Just my thoughts on this of course but from my perspective it's your choice if and when you want to go ahead.  You are in charge and hopefully if you tell your T the anxiety it is causing you she and you can have a discussion about taking it off the table so you can get your anxiety down. There may come a time when you're ready to try it or maybe not, up to you.   :hug:

storyworld

Thanks, Kizzie. I appreciate your perspective and thoughts.

Armee

I would NOT be ok with my T tapping me in any way at least not while processing traumatic materials.


I was very scared to try EMDR for all the reasons you put down. With some modifications it has worked well for me though.

Ask your T about flash emdr where you do not think about the trauma other than bringing it to the periphery of your mind and then focus on something positive or funny for the processing. It did not work well for me but it really is designed for exactly the situation you are in. It is supposed to make it more tolerable and you don't go into any detail. I think I am just an odd case where flash backfired for me.

I've done better with straightforward EMDR but modified to go very very slow, to do very short sets of eye movements, and to ground multiple times during the process. Its really helped to get rid of the negative thoughts and shame and self blame and helped me draw very necessary connections between the cognitive and limbic systems.

I would never do it with someone who only does emdr though. I want someone who can weave multiple other tools into the process and is not so cocky as to try to force a model onto me that doesn't work.

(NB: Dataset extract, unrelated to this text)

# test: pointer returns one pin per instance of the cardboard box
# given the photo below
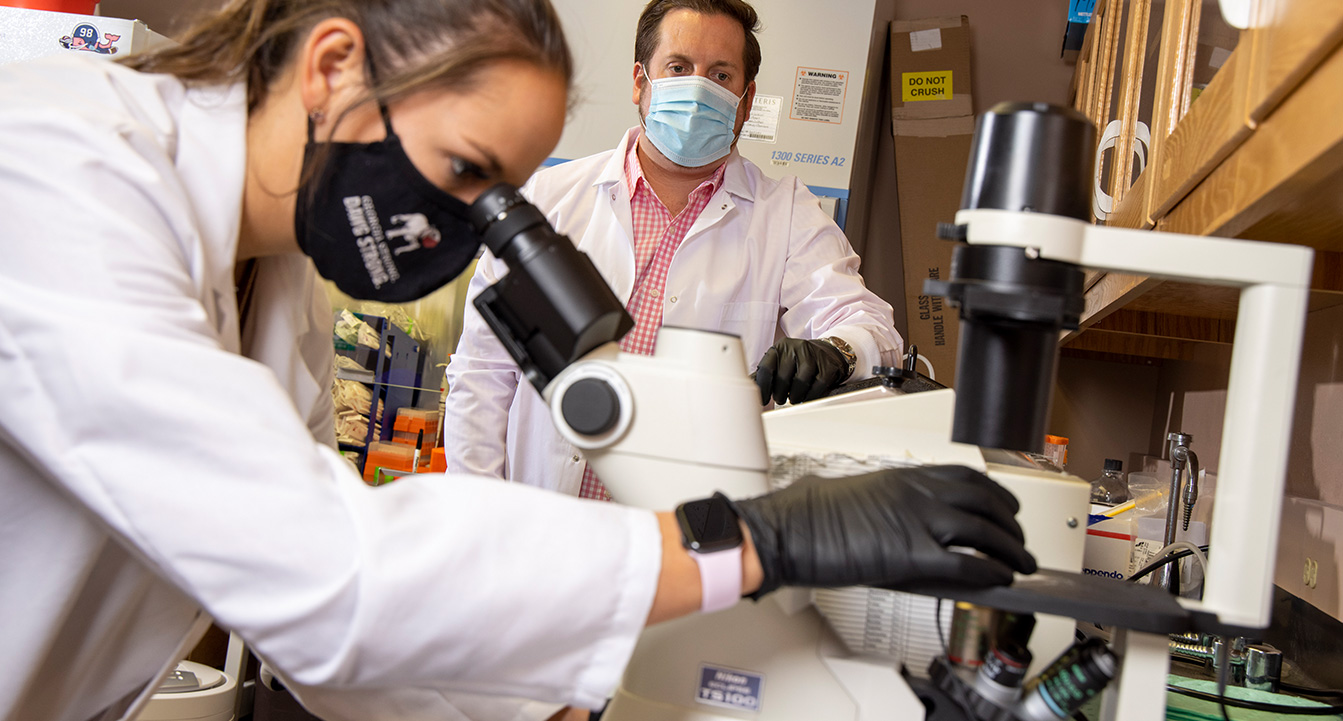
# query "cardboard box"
(934, 122)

It sounds like your T is the good kind that could make this work for you. If you decide to try. And you can always evaluate and stop, at any time. I'm very happy with my therapist and how well therapy has worked for me. And we failed and made huge missteps multiple times. You repair the damage and take what you learned into the next approach. We aren't so fragile that we can't handle things not working. We are all actually pretty remarkably strong.

Towhee

This is just my own experience: I don't want to scare anyone off but I think it's good to share a broad array of experiences with something.  My own experience with it was terrible, though it wasn't helped by having a therapist who was inexperienced and had a very childlike personality.  I never even got past the prep work for it.  She tried to do something with me to get me more relaxed but it triggered a partial flashback and a dissociation; after that, just holding the buzzing paddles triggered the same response.  It also severely impaired my ability to trust her again.  Just thinking about it now brings back the feeling of being trapped.

Again, this was just my experience, and others have had a lot of healing and success with it.  But it isn't right for everyone.